In Fall 2019 five graduate students, each conducting research at the Midwest Roadside Safety Facility (MwRSF), were awarded a Dwight D. Eisenhower Transportation Fellowship. The award is merit based with 150-200 winner annually, making five from the same university a significant acknowledgement.
Applicants, enrolled in any accredited U.S. Institution of higher education, must be pursuing a degree in a full-time program in a transportation-related discipline and have at least one full year remaining in their studies. Winners are selected through a competitive process including a national selection panel and university panels.
MwRSF sponsors many transportation projects headed by the University of Nebraska-Lincoln (UNL) graduate students. These five students are part of projects dealing with guardrails, bridge rails, and test vehicles. Under advisor Dr. John Reid, Ryan Bickhaus is developing guidelines for flaring approach to guardrail transitions away from the traveled roadway. Michael Sweigard is working on the Development of a V2I Guidance System with advisor Dr. Cody Stolle, and Kellon Ronspies is working with Dr. Stolle on MASH Test Vehicle Selection. The prize will go towards the students' individual projects.
Throughout their time at UNL, the grad students have been developing specificity and interests towards their future careers. Jacob DeLone, currently working on the development of a MASH TL-4 open concrete bridge rail at MwRSF, plans to work as a bridge engineer upon graduation on either highway or railway bridges, utilizing his specialization in structural engineering design and analysis. Ricardo Jacome has spent much of his career graduate career developing a V2I guidance system and would like to continue to work at a research institute upon graduation, possibly with the Department of Transportation or other federal agencies.
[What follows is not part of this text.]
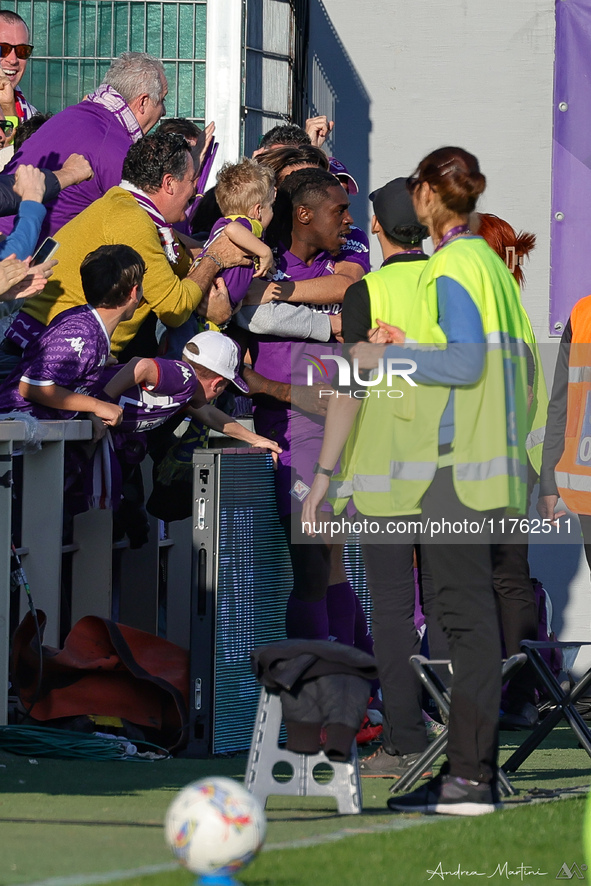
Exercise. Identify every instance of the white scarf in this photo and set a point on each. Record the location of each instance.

The students detailed why they chose UNL, saying the professors and opportunity to work and research at MwRSF were major factors. Jacob says, “I knew that at the graduate level these professors’ teaching styles would ensure I develop into a talented and well-rounded engineer, and I would say it definitely has.” The students credit MwRSF researchers and advisors Jennifer Rasmussen (Schmidt), John Reid, and Cody Stolle for the opportunities and guidance generously offered that will lead to their bright careers in transportation.
The five students are currently pursuing Master's degrees. Jacob is pursuing a degree in Civil Engineering, while Ryan, Ricardo, Michael, and Kellon are pursuing Master's in Mechanical Engineering. Ryan and Ricardo are also past Eisenhower winners, and all the students attended the Transportation Research Board (TRB) in January 2020 to network and learn from professionals in the industry.